Rep. Marjorie Taylor Greene (R–Ga.) called Biden the Hamburglar, tweeting a photo of him eating burgers under the caption, "No burgers for thee, but just for me."

Texas Gov. Greg Abbott, Donald Trump Jr., and other prominent Republicans also shared this fake news.

Sustainable systems researcher Martin Heller, who co-authored the University of Michigan study at the center of this hoopla, told CNN's Daniel Dale he had "no idea what Biden's plan has to say about our diets."


FREE MINDS

The Supreme Court hears oral arguments today in Americans for Prosperity Foundation v. Rodriquez, a case concerning disclosure of charitable donations.

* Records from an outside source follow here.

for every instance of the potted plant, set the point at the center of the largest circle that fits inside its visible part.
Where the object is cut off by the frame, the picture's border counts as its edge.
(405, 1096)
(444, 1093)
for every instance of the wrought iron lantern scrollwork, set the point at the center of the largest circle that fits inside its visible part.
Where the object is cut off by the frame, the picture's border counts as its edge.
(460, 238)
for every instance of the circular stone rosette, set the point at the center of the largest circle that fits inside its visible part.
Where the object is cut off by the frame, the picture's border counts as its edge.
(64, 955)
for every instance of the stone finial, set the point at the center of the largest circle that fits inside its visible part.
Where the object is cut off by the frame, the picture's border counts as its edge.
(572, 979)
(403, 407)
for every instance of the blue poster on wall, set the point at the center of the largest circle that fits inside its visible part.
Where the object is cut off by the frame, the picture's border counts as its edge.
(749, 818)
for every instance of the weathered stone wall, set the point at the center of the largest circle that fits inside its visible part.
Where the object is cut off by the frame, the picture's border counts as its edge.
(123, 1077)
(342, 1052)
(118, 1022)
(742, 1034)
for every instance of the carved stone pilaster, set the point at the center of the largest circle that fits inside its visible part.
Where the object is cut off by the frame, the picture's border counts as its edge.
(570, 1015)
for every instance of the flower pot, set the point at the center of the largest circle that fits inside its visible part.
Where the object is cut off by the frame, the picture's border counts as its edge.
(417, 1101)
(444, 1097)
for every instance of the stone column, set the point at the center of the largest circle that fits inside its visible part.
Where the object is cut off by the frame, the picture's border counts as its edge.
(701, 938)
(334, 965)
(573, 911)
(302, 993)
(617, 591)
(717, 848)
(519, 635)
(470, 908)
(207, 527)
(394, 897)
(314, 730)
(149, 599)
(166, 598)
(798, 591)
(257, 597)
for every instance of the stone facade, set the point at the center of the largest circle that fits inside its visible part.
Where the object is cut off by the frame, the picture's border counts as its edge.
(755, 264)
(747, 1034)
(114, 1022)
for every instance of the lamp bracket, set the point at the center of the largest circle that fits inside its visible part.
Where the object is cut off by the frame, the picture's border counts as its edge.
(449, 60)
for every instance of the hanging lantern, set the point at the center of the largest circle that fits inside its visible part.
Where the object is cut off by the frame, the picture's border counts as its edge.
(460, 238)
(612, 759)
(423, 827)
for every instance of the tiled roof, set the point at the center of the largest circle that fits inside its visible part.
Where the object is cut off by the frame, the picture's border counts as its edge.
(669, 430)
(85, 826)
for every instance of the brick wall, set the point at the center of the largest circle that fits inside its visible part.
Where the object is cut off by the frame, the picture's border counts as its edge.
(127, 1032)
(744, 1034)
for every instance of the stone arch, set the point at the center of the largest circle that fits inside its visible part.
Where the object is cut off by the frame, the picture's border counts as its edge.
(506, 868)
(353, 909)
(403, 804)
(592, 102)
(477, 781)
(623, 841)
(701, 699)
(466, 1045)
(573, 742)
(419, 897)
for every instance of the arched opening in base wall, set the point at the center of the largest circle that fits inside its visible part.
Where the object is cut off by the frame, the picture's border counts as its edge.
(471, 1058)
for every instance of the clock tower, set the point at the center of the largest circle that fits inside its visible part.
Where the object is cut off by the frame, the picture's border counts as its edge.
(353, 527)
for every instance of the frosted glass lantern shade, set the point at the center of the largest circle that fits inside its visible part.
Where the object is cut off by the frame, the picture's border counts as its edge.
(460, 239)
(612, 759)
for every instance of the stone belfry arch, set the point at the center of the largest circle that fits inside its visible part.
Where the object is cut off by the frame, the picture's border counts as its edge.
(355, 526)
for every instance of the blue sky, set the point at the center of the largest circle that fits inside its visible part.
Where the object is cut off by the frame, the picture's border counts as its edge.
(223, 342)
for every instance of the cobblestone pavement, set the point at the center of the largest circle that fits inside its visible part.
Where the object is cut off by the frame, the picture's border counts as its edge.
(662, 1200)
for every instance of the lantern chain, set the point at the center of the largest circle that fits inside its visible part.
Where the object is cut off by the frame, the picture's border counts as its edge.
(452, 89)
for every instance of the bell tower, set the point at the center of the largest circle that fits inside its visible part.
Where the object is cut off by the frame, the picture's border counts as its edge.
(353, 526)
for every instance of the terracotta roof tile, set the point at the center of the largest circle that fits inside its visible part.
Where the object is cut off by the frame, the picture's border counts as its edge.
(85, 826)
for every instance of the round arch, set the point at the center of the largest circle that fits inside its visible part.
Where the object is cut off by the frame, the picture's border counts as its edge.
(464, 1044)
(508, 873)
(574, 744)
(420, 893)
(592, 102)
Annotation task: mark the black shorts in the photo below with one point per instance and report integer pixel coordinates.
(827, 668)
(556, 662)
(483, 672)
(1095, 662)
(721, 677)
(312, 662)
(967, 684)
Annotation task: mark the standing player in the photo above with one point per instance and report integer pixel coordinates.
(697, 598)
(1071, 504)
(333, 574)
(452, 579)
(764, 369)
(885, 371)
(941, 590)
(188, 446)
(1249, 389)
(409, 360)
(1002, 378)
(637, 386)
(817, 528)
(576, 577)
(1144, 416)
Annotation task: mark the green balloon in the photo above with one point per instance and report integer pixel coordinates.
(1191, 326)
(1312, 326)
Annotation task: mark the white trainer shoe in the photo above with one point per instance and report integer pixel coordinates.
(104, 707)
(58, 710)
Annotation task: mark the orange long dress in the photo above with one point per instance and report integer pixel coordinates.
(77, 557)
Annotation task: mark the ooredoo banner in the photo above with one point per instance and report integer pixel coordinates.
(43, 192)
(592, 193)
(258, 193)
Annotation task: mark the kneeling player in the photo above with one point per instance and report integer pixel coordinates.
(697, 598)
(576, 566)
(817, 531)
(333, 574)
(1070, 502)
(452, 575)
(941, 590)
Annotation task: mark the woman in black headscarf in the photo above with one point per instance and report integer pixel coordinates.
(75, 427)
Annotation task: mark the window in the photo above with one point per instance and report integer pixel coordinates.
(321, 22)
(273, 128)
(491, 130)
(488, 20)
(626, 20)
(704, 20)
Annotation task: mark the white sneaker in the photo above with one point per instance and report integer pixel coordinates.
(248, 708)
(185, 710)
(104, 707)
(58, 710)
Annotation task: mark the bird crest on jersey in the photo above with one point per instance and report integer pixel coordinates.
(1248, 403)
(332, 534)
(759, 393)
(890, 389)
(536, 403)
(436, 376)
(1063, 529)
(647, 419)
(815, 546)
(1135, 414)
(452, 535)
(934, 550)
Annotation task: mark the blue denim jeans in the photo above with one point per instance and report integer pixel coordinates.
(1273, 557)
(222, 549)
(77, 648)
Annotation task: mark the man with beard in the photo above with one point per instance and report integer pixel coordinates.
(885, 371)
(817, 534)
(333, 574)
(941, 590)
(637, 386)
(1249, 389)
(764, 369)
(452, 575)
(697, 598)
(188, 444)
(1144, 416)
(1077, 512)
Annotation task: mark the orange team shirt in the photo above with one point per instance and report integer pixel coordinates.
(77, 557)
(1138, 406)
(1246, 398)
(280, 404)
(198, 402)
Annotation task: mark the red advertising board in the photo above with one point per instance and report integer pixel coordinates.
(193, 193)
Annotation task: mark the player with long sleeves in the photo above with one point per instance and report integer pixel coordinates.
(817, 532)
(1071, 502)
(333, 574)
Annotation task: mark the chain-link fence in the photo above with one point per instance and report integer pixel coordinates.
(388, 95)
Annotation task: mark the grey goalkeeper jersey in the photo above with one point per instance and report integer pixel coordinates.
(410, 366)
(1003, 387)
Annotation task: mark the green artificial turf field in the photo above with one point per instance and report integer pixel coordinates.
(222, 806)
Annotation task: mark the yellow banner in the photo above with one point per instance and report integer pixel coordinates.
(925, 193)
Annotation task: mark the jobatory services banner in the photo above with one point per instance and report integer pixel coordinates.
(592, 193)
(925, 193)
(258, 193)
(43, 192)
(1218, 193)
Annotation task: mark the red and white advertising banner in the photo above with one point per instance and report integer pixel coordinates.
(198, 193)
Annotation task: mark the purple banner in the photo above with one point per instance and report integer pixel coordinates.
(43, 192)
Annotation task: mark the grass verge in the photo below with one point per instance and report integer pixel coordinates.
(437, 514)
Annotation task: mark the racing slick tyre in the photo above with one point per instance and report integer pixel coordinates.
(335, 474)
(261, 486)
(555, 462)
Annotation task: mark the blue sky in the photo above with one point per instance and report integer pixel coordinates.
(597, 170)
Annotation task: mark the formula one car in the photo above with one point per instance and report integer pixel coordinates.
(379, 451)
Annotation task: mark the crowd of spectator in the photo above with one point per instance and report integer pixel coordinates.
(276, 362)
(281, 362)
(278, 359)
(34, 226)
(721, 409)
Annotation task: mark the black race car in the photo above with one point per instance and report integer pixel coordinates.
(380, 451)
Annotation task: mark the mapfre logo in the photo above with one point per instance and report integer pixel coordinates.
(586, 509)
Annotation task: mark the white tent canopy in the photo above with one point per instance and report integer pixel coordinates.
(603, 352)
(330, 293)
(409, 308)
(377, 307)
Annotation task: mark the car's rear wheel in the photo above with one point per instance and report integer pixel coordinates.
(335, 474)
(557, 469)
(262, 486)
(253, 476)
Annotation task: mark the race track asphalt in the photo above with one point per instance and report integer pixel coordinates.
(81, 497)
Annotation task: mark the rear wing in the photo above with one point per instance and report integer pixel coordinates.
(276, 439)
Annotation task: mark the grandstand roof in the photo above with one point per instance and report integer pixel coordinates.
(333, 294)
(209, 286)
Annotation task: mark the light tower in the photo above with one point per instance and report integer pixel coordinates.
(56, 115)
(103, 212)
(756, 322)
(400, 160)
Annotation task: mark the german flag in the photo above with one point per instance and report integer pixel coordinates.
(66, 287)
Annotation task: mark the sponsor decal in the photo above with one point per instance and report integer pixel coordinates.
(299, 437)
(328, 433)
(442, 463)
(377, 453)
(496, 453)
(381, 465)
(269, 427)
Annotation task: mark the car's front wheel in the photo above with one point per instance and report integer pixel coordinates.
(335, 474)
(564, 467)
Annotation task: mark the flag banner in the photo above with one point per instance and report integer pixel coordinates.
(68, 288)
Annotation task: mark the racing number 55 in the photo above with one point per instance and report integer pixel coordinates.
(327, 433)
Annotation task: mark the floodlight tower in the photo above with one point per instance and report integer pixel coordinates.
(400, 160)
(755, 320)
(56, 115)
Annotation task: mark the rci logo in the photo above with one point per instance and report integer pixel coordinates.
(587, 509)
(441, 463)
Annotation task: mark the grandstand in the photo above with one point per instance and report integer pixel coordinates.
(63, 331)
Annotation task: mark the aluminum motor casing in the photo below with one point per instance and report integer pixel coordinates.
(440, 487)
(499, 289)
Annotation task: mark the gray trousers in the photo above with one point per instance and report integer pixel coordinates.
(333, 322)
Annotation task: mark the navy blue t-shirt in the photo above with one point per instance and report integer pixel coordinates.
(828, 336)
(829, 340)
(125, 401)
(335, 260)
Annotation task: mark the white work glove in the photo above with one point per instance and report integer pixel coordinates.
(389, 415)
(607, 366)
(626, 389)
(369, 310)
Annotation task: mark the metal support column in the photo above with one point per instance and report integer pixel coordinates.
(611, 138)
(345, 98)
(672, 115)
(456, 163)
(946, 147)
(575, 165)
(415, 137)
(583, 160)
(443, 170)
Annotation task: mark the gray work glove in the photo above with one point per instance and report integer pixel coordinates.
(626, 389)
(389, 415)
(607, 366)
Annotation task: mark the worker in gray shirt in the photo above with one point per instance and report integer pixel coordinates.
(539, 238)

The case stems from the 2010 demands of the California attorney general's office and subsequent arguments from now-Vice President Kamala Harris:

When several nonprofit groups challenged this practice in 2014, then-Attorney General Kamala Harris argued that she needed the information to streamline investigations. She promised that individuals' confidentiality was carefully protected. Neither assertion was true. When the matter came to trial in 2016, state officials conceded that they hardly ever used their database for investigations. And the challengers unearthed tens of thousands of confidential documents, including contributor lists, left unsecured on the attorney general's website.


FREE MARKETS

Corey A. DeAngelis, senior fellow at Reason Foundation, talks school choice movement in states:


QUICK HITS

• Why is anyone listening to Sen. Amy Klobuchar (D–Minn.) on criminal justice reform?

• Markets in everything!

• "Increasing police militarization risks transforming law enforcement in minority communities into national security operations, with corresponding greater authority to use force and restrict liberty," writes Milton C. Reagan of Georgetown's Center on National Security and the Law in a new paper.

• Why prosecutors promising not to prosecute prostitution isn't enough:

• It's not just U.S. lawmakers who don't understand how the internet works:

• The Foundation for Individual Rights in Education (FIRE) is fighting for pro-choice students' speech rights:


CORRECTION: This post has been updated to note that the study looked at cutting beef (not all red meat) consumption by 90 percent and all other animal product consumption by 50 percent.